Epiktetos (Epictetus) 1.6. 1–2 maintains that we should thank providence for having two qualities: seeing things clearly and gratitude. Marcus Aurelius Antoninus Augustus (Marcus Aurelius) 12.1 talks about entrusting the future to ‘providence’.
The doctrine of <pronoia> is central in Stoic theology. And it places the Stoics at odds with the Epicureans, for whom the universe is just accidental collisions and cohesions between atoms of several shapes and sizes. Instead, Stoics believe that a divine reason (also <logos>) permeates and governs the whole world. Stoics suggest various arguments for the existence and providential nature of the gods. We have knowledge of these ideas thanks to the Stoic spokesman Quintus Lucilius Balbus in the second book of Cicero’s On the Nature of the Gods.

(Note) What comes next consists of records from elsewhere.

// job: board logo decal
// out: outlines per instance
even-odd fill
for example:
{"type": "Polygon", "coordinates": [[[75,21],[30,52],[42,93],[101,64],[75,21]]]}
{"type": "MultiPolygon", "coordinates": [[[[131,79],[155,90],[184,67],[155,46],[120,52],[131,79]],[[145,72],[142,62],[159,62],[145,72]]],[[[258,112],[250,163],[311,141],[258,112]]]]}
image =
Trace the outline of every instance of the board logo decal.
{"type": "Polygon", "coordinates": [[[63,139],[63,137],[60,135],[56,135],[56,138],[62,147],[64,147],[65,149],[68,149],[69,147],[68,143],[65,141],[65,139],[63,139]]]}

Firstly, in this work the reality of the gods is demonstrated by the splendour and beauty of the world. Such beauty must be the result of a benevolent divine plan. Secondly, an evident “sentient nature” is explained again with gods’ administration of the world. For Stoics ‘divine providence’ and ‘nature’ are the same thing, that is a controlling rational power. This force sets all things in motion and it is the reason of the order of the universe. In fact, there are several Stoic examples of this identity of God (divine providence), Nature and Fate. Frequently, they emerge in discussions regarding fate and determinism. Fate and providence are in connection, because if this power controls the whole universe, it follows that it also controls the outcome of our lives.
<Pronoia> is ‘foreknowledge’. Such a ‘prescience’ is only possible if a divine providence rules the cosmos, which by consequence becomes the ‘universe’.